I'm not sure if I'll have time to investigate this in depth for a while, unfortunately.
Ok, I had a few minutes to kick off some benchmarks in the background. Interestingly, I'm seeing an even bigger per-inhibit rule performance improvement. I really don't know what's causing this...
│ main-with-index.txt │ icache-with-first-result.txt │
│ sec/op │ sec/op vs base │
Mutes/1_inhibition_rule,_1_inhibiting_alert-4 3.726µ ± 35% 1.381µ ± 19% -62.93% (p=0.002 n=6)
Mutes/10_inhibition_rules,_1_inhibiting_alert-4 3.359µ ± 16% 1.448µ ± 17% -56.89% (p=0.002 n=6)
Mutes/100_inhibition_rules,_1_inhibiting_alert-4 3.714µ ± 31% 1.431µ ± 10% -61.48% (p=0.002 n=6)
Mutes/1000_inhibition_rules,_1_inhibiting_alert-4 3.696µ ± 22% 1.498µ ± 25% -59.47% (p=0.002 n=6)
Mutes/10000_inhibition_rules,_1_inhibiting_alert-4 8.774µ ± 154% 1.484µ ± 56% -83.09% (p=0.002 n=6)
Mutes/1_inhibition_rule,_10_inhibiting_alerts-4 3.954µ ± 20% 1.498µ ± 13% -62.12% (p=0.002 n=6)
Mutes/1_inhibition_rule,_100_inhibiting_alerts-4 3.607µ ± 7% 1.552µ ± 35% -56.97% (p=0.002 n=6)
Mutes/1_inhibition_rule,_1000_inhibiting_alerts-4 3.716µ ± 13% 1.468µ ± 8% -60.50% (p=0.002 n=6)
Mutes/1_inhibition_rule,_10000_inhibiting_alerts-4 3.418µ ± 13% 1.506µ ± 28% -55.94% (p=0.002 n=6)
Mutes/100_inhibition_rules,_1000_inhibiting_alerts-4 3.669µ ± 25% 1.329µ ± 22% -63.77% (p=0.002 n=6)

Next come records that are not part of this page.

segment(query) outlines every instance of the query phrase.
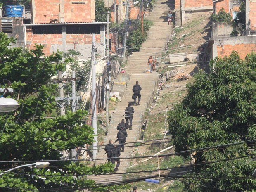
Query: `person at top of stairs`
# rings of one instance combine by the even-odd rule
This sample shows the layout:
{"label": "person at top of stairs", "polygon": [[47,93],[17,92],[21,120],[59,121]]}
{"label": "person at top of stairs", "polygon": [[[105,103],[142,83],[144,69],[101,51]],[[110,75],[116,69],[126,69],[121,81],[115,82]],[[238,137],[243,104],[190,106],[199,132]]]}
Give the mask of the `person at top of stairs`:
{"label": "person at top of stairs", "polygon": [[127,124],[124,122],[124,119],[122,119],[121,122],[118,123],[118,125],[116,127],[116,129],[118,130],[120,130],[122,128],[124,128],[125,130],[128,128]]}
{"label": "person at top of stairs", "polygon": [[172,13],[171,11],[169,11],[169,12],[168,12],[168,14],[167,14],[167,22],[168,22],[168,25],[171,25],[172,19],[173,19],[173,13]]}
{"label": "person at top of stairs", "polygon": [[[142,90],[141,87],[139,85],[139,81],[137,81],[136,82],[136,84],[133,85],[133,96],[134,97],[134,104],[137,105],[140,104],[140,91]],[[136,103],[136,100],[138,97],[138,103]]]}
{"label": "person at top of stairs", "polygon": [[[124,112],[126,119],[126,123],[127,126],[129,128],[129,130],[132,130],[132,126],[133,126],[133,115],[134,113],[134,109],[130,106],[130,103],[128,103],[128,107],[126,108]],[[129,125],[129,121],[130,121],[130,126]]]}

Mutes/10_inhibition_rules,_last_rule_matches-4 16.239µ ± 6% 1.664µ ± 6% -89.76% (p=0.002 n=6)
Mutes/100_inhibition_rules,_last_rule_matches-4 147.144µ ± 18% 4.798µ ± 17% -96.74% (p=0.002 n=6)
Mutes/1000_inhibition_rules,_last_rule_matches-4 1449.51µ ± 7% 31.36µ ± 17% -97.84% (p=0.002 n=6)
Mutes/10000_inhibition_rules,_last_rule_matches-4 16880.0µ ± 43% 302.8µ ± 33% -98.21% (p=0.002 n=6)
Mutes/1_inhibition_rule,_10_inhibiting_alerts_w/_last_match-4 1.793µ ± 8%
Mutes/1_inhibition_rule,_100_inhibiting_alerts_w/_last_match-4 1.902µ ± 11%
Mutes/1_inhibition_rule,_1000_inhibiting_alerts_w/_last_match-4 1.781µ ± 18%
Mutes/1_inhibition_rule,_10000_inhibiting_alerts_w/_last_match-4 1.881µ ± 42%
geomean 15.76µ 2.635µ -81.47%
I'll investigate... Either way, I think we should just build on what we've merged to main rather than try to rebase this onto main.
So... I think that most of the performance difference is actually coming from With calls on Prometheus vectors 😮. My profiler says about 50% of CPU time is spent on this. I'm going to try to refactor a bit so that we already have the references to the right metrics inside the hot path.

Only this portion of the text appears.